Freizeit: Das NEON Musiktribunal #3
Helmut Mauró – Klassikkritiker der Süddeutschen Zeitung

Es ist natürlich einfach, sich beim Musik hören (und kritisieren) auf die Sachen zu konzentrieren, die man eh schon spannend, eh schon fresh, eh schon supertoll findet. Nur umgibt einen im Alltag ja etwas ganz anderes. Im Autoradio, im Kaufhaus-Fahrstuhl, auf der Geburtstagsparty des kleinen Bruders steht man nicht inmitten eines plätscherndern Klangbächleins aus musikalischen Preziosen, auf deren Kenntnis man sich ach was nicht alles einbildet. »Oho, ein seltenes Bootleg von Hastenichgesehen..« Nein! Man steht bis zum Hals im Mainstream. Und der ist manchmal klebrig oder miefig, aber: Er hat die Kraft des breiten Stroms. Und wenn man mal die Hand reinhält, findet man auch Interessantes.

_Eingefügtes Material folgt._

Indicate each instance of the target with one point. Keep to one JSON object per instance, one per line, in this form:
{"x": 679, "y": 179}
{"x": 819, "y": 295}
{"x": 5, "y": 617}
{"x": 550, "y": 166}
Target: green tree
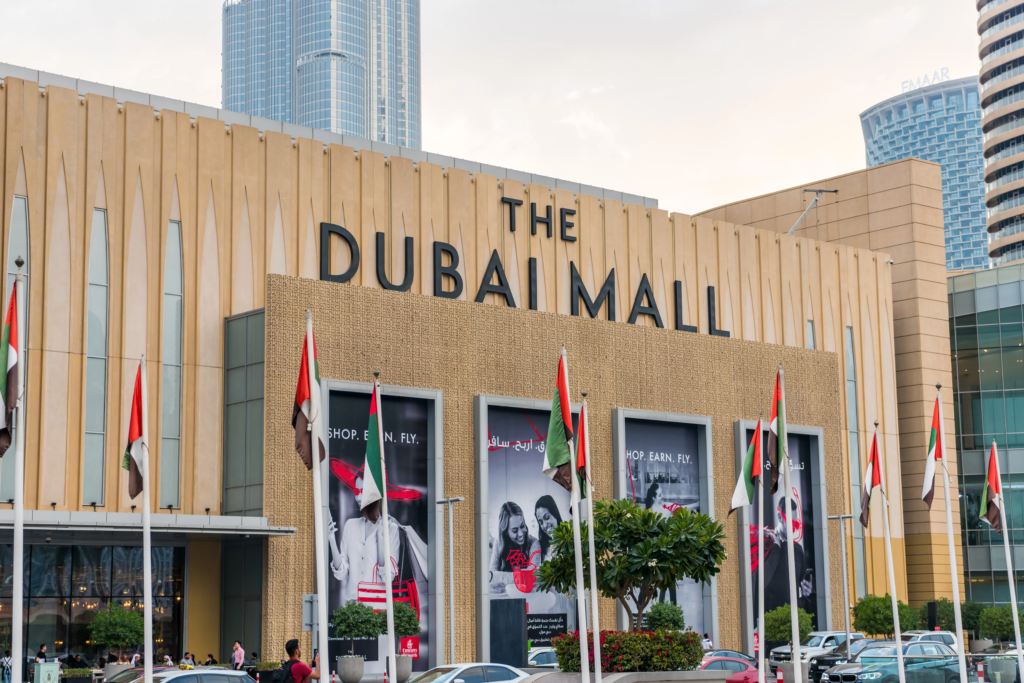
{"x": 778, "y": 625}
{"x": 947, "y": 617}
{"x": 356, "y": 620}
{"x": 666, "y": 616}
{"x": 639, "y": 553}
{"x": 970, "y": 615}
{"x": 406, "y": 622}
{"x": 997, "y": 622}
{"x": 873, "y": 615}
{"x": 117, "y": 629}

In der neuen Musikkolumne kommen deshalb ab jetzt immer in der ersten Woche des Monats die Top Drei der deutschen Singlecharts auf den Horchstand. Es lauschen:

Patrick Morgan – Programmdirektor des Radiosenders bigFM
Lars Gaede – Musikredakteur von NEON

David Guetta feat. S. Martin – Dangerous

Tja, da lacht der David Guetta: The longer, the better! Der Track ist immer noch die Nummer Eins der deutschen Single Charts. Texte dazu: In der letzten Kolumne.

Kwabs – Walk

Patrick Morgan Nice Groove, schöne Melodie und tolle Stimme. Der hypnotische Beat animiert zum Kopfnicken, obwohl Kwabea Sarkodee Adjepong alias Kwabs untypisch gänzlich auf Sprechgesang verzichtet. Um wieder runterzukommen, geht der gebürtige Brite spazieren. Das Lied ist wie eine leckere Tasse Lu Shan Wu Grüntee – frischer, zarter Geschmack – nach einem stressigen Arbeitstag bekomme ich nicht genug davon. Die Musik kann abhängig machen. Ein großartiger Titel, aber das dazugehörige Video kann ich mir nicht ansehen. Das Gehampel von Kwabs passt nicht zur Musik, aber darum geht es ja hier nicht, hier zählt nur die Musik. In seiner Wahlheimat, UK , ist er nur auf Platz 71 in den Charts gelandet. Da können die Deutschen nicht nur besser kicken, sondern haben auch den besseren Musikgeschmack.

Lars Gaede Kwabs wieder mal so jemand, den man gerne schütteln würde und sagen: Mann, Junge! Du hast eine Meeegastimme! Warum tust du dir das an? Warum der Bombastbeat? Die riesigen Halleffekte auf den Vocals? Warum das alberne Quietsche-Scratching und ein »Klavier«, das klein und nach Plastik klingt, als käme es aus dem Kaugummiautomaten. Man rauft sich die Harre, schaut auf die Chartsplatzierung und dann fällt es einem wieder ein: Ach ja! Verdammt. Deswegen. Mein alter Handballlehrer würde dazu wohl sagen: Wer trifft, hat recht.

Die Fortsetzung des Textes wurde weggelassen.